Tuna Diekspor, Kisah Pilu Nelayan Morotai Jadi Penonton di Laut Sendiri
Keberadaan kapal besar di jalur ini tidak hanya merampas ruang tangkap nelayan lokal, tetapi juga mengancam ekosistem perairan dangkal.--Istimewa
Kondisi ini menjelaskan mengapa Morotai belum memerlukan Sentra Tempat Pelelangan Ikan (TPI), karena tidak terjadi transaksi jual-beli hasil laut yang kompetitif, baik melalui sistem lelang maupun mekanisme pasar lainnya.
Sebagian besar margin hilirisasi, saat tuna segar diolah menjadi loin, steak, atau sashimi yang nilainya berlipat ganda, justru mengalir ke perusahaan perantara.
Akibatnya, nelayan kembali terjebak sebagai pemasok bahan baku mentah dengan daya tawar yang lemah.
Persoalan ini semakin parah dengan kondisi infrastruktur rantai dingin yang vital kini ambruk.
Mesin pencetak es (ice flake) bantuan KKP di lima lokasi, Wayabula, Sangowo, Buho-buho, Bere-bere, dan Cendana saat ini mangkrak akibat kesulitan perawatan dan kelangkaan suku cadang.
Fasilitas penyimpanan dingin (cold storage) di SKPT juga kerap "mati suri" akibat pasokan listrik di Morotai yang tidak stabil.

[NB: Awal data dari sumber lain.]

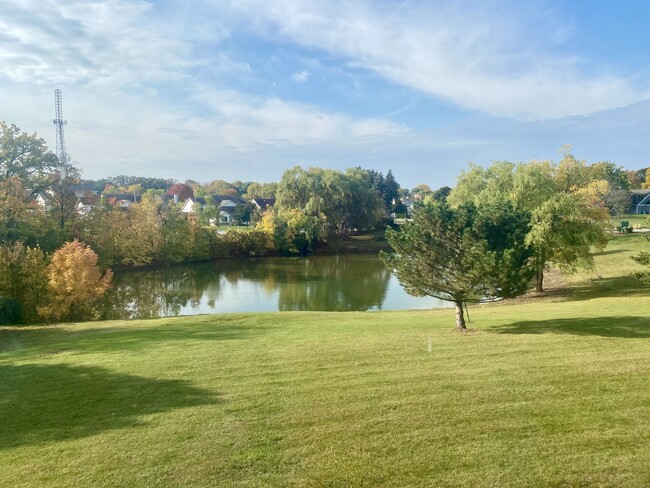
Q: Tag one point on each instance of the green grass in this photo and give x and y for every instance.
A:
(550, 392)
(634, 219)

"Imbasnya, nelayan terpaksa menjual hasil tangkapan dengan harga murah atau menyaksikan ikannya membusuk. Krisis ini memutus mata rantai hilirisasi di hulu dan mengembalikan nelayan pada posisi sebagai pedagang bahan mentah yang rentan," papar Rachma.
Situasi ini jelas bertolak belakang dengan semangat Asta Cita yang menekankan peningkatan nilai tambah bagi nelayan.

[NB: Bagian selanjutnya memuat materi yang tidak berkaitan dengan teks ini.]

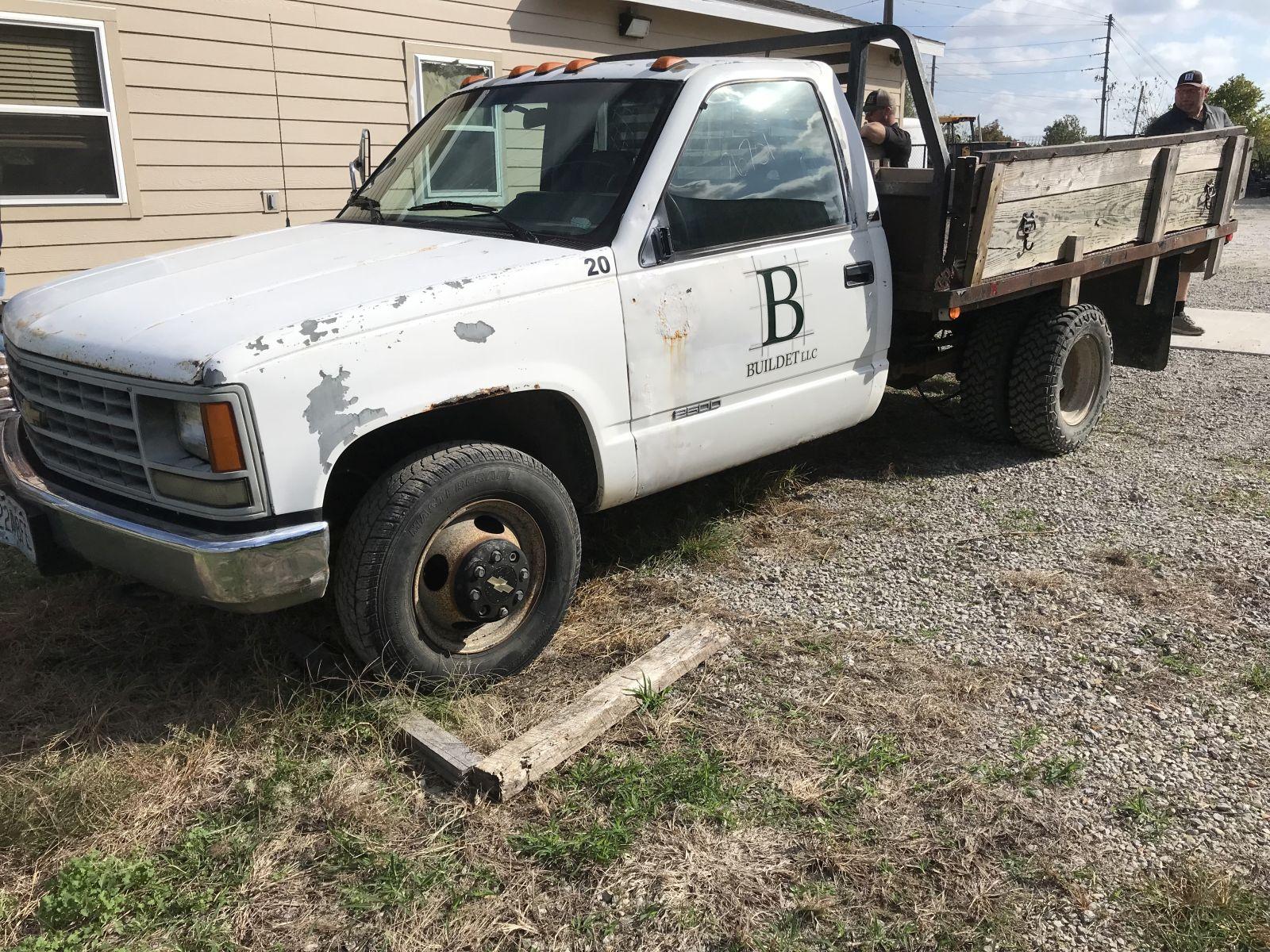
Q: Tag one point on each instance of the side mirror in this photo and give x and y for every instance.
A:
(360, 169)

Untuk memutus mata rantai permasalahan ini, diperlukan pendekatan komprehensif yang berfokus pada penciptaan ekosistem berkeadilan, tidak sekadar pembangunan infrastruktur semata.
BACA JUGA:Serap Banyak Tenaga Kerja, Airlangga Hartarto Sebut Prabowo Bakal Bangun Kampung Nelayan Merah Putih
Pertama, penegakan hukum yang konsisten mutlak diperlukan. Operasi terpadu dan rutin antara PSDKP, TNI AL, dan Polairud harus ditingkatkan untuk menertibkan pelanggaran batas zonasi tangkap.
Data KKP mencatat, 78% dari total 1.382 kasus pelanggaran perikanan sepanjang 2023 justru terjadi di wilayah terpencil seperti Morotai.
Kedua, pemberdayaan kelembagaan nelayan menjadi kunci. Koperasi nelayan setempat, seperti Koperasi Desa Merah Putih di Morotai, perlu dikembangkan menjadi koperasi yang tangguh dan terintegrasi.
Lembaga ini dapat mengelola unit usaha es, menampung hasil tangkapan anggota, hingga membuka akses pemasaran yang lebih luas.